Per la Moldavia si è trattato infatti del primo acquisto di gas da un fornitore alternativo alla Russia, avvenuto in concomitanza con l’elargizione di 60 milioni di euro di aiuti da parte dell’UE per supportare il Paese nei difficili giorni dell’emergenza energetica. La forte influenza di Mosca e la ricerca del dialogo con Bruxelles rappresentano i due volti politico-economici della Moldavia, che, come altri Paesi dell’Est Europa, ha difficoltà a definire la propria posizione nel continente. In tale contesto, un importante cambio di passo è stato segnato dalla recente elezione del governo europeista guidato dal partito Pas della Presidente Maia Sandu, che potrebbe dare nuovo impeto alle relazioni euro-moldave.

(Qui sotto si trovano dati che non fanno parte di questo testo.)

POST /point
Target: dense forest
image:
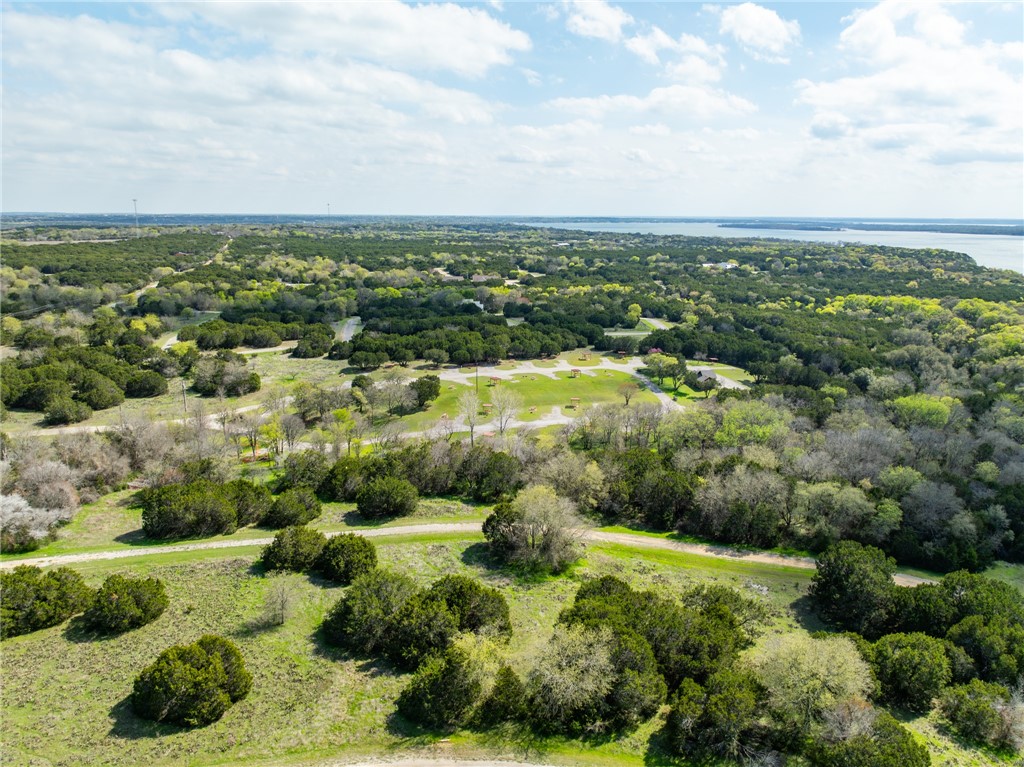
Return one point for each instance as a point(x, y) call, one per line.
point(883, 425)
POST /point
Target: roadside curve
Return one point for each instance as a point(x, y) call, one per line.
point(623, 539)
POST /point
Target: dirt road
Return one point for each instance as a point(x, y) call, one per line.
point(625, 539)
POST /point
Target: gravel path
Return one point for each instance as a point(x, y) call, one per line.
point(426, 762)
point(641, 542)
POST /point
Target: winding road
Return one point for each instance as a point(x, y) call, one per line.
point(624, 539)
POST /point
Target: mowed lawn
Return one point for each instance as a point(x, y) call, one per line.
point(537, 390)
point(67, 692)
point(276, 371)
point(114, 523)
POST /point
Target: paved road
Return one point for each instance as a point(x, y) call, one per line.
point(627, 539)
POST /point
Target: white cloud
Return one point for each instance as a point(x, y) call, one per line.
point(648, 45)
point(679, 100)
point(760, 31)
point(467, 41)
point(596, 18)
point(923, 90)
point(654, 129)
point(637, 155)
point(693, 70)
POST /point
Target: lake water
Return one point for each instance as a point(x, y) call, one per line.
point(995, 251)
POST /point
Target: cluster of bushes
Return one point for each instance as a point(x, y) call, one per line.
point(459, 339)
point(224, 374)
point(192, 685)
point(203, 507)
point(340, 558)
point(386, 613)
point(255, 333)
point(960, 642)
point(69, 382)
point(536, 530)
point(437, 468)
point(32, 599)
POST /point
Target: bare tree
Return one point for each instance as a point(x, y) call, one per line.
point(469, 409)
point(386, 436)
point(275, 399)
point(293, 426)
point(627, 391)
point(251, 424)
point(279, 604)
point(506, 405)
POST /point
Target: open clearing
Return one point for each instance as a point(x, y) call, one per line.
point(66, 691)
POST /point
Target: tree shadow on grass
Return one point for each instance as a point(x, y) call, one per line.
point(806, 614)
point(79, 632)
point(479, 555)
point(517, 737)
point(355, 519)
point(127, 725)
point(136, 538)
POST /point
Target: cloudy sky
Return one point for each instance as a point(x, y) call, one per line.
point(565, 108)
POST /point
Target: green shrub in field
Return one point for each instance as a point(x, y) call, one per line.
point(31, 599)
point(505, 702)
point(145, 384)
point(345, 557)
point(187, 510)
point(442, 690)
point(360, 620)
point(294, 548)
point(252, 502)
point(192, 685)
point(912, 669)
point(386, 497)
point(887, 744)
point(985, 713)
point(123, 603)
point(474, 605)
point(295, 506)
point(61, 410)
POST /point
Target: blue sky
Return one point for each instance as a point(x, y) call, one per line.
point(565, 108)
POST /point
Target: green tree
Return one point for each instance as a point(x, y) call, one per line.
point(386, 497)
point(537, 530)
point(912, 669)
point(295, 548)
point(975, 711)
point(361, 620)
point(853, 587)
point(888, 743)
point(804, 677)
point(251, 502)
point(567, 685)
point(345, 557)
point(192, 685)
point(505, 702)
point(476, 607)
point(426, 388)
point(123, 603)
point(293, 507)
point(32, 599)
point(441, 691)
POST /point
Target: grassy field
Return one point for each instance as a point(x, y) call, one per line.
point(113, 523)
point(537, 390)
point(276, 370)
point(66, 692)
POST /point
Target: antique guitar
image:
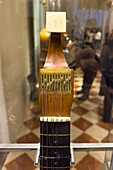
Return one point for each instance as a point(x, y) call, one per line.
point(56, 95)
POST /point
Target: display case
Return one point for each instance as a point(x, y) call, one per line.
point(87, 46)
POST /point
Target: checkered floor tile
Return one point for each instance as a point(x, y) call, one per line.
point(87, 127)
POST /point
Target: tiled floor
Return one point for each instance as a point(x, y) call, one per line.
point(87, 126)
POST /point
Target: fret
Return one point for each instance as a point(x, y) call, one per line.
point(55, 162)
point(54, 152)
point(55, 127)
point(55, 140)
point(43, 146)
point(48, 157)
point(55, 168)
point(55, 134)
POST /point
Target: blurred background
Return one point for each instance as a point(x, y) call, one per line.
point(88, 49)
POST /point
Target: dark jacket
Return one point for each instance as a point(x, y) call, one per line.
point(85, 59)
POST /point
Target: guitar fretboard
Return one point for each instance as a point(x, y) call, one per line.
point(54, 145)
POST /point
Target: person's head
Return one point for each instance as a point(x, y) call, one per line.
point(110, 46)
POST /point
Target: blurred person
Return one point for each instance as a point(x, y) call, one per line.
point(84, 57)
point(89, 38)
point(97, 39)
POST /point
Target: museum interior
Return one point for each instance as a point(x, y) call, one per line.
point(87, 46)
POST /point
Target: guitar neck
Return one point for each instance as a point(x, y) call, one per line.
point(56, 95)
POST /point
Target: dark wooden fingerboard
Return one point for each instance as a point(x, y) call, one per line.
point(54, 145)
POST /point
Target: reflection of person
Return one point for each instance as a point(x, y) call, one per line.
point(85, 59)
point(106, 66)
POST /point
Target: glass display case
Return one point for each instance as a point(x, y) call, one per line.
point(88, 49)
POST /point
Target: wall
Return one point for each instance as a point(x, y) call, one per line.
point(14, 49)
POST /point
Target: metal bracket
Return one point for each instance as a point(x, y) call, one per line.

L’acquisto di gas dalla Polonia esprime dunque la volontà del Paese a guadagnare maggiore autonomia da Mosca e avvicinarsi all’UE. Tuttavia, il nuovo contratto pluriennale siglato con Gazprom suggerisce che la diversificazione energetica e politica moldava sarà un percorso lungo e complesso. I recenti tagli alle forniture hanno già evidenziato come l’ormai consueta “militarizzazione” della leva energetica da parte della Russia venga usata come strumento di influenza sui Paesi vicini. Parallelamente, non bisogna dimenticare che Mosca può utilizzare anche il dossier della Repubblica secessionista della Transnistria, che peraltro fornisce l’80% del fabbisogno di energia elettrica alla Moldavia, per mettere pressione al governo di Chisinau.
Il caso moldavo si inserisce nella più ampia crisi energetica europea iniziata a settembre. Sfruttando l’aumento repentino della domanda di gas ed il suo ruolo di principale fornitore europeo, la Russia ha finora avuto la possibilità di premere sui governi europei al fine di garantire i propri interessi strategici, primo tra tutti l’avvio del gasdotto Nord Stream 2.